In 2004, Simon & Schuster published his first nonfiction narrative, Travels with Barley: The Quest for the Perfect Beer Joint, a travelogue through the nation’s $75 billion beer industry. Wells drove almost the entire length of the Mississippi River to complete his quest. The Good Pirates of the Forgotten Bayous, which grew out of his reporting on the aftermath of Hurricane Katrina reporting for The Journal, was published by Yale University Press in 2008 and won the Harry Chapin Book Award. Of the raft of post-Katrina books, Wells’ was singular in its focus on the bayou people of St. Bernard Parish and a coterie of die-hard shrimp boat captains whose valor during the storm saved hundreds of lives from Katrina’s killer surges. Wells followed his characters for more than two years after the storm to show their courageous determination to rebuild their lives in a place even more battered than New Orleans. Yale published a paperback version of the Pirates to coincide with the tenth anniversary of Katrina’s landfall in August 2015.

Wells has previously served on the faculty of the annual Faulkner Society Words and Music Festival in New Orleans, and has been a frequent lecturer at the Mayborn Literary Nonfiction Writers Conference sponsored by the University of North Texas School of Journalism. He currently serves as a juror for the Tony Horwitz Fellowship, an annual immersion reporting grant awarded to a student or recent graduate of Columbia University’s Graduate School of Journalism and established to honor Horwitz’s memory and reporting style.  Ken is also a consulting editor to the Mississippi Center for Investigative Reporting founded and run by McArthur Genius Grant recipient, Jerry Mitchell, a legendary Mississippi investigative reporter. Ken’s literary and journalistic accomplishments were rewarded in 2009 by an honorary doctorate from his alma mater, Nicholls State University, and induction as a Louisiana Legend by Louisiana Public Broadcasting the same year.


Wells’ newest release “Swamped!” is a collaboration between Wells and his niece Hillary Wells. The book, released by Koehler Books Jan. 13, is an adventure tale of two wildly different teens flung together amid dire circumstances.
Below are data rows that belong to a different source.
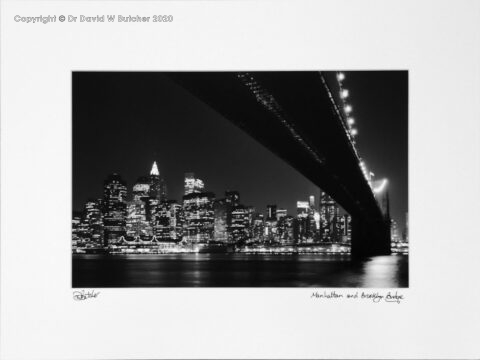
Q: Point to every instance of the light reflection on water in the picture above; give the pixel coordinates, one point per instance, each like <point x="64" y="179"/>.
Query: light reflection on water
<point x="238" y="270"/>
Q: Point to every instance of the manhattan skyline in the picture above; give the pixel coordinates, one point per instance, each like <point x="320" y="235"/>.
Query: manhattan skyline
<point x="128" y="120"/>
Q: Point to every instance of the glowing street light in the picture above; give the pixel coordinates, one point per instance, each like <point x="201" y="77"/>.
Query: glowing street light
<point x="380" y="187"/>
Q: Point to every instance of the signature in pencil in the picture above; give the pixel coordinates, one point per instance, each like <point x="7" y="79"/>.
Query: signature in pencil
<point x="84" y="295"/>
Jack Landry is a Louisiana homeboy and Olivia FitzGerald is a Harvard-bound New York City teen who struggles to find a way to safety after a plane crash in Louisiana’s Atchafalaya Swamp.

Ken, when he’s not visiting Louisiana to eat gumbo and chase redfish and speckled trout in the bayous south of Houma, lives in Chicago and splits his time between the city and his summer lakeside cabin in the wilds of Maine. He is an avid fisherman, hiker and photographer and when he’s not writing books continues his search for the Perfect Beer Joint. He also dabbles in blues and jazz guitar and songwriting and cooks a mean Cajun gumbo.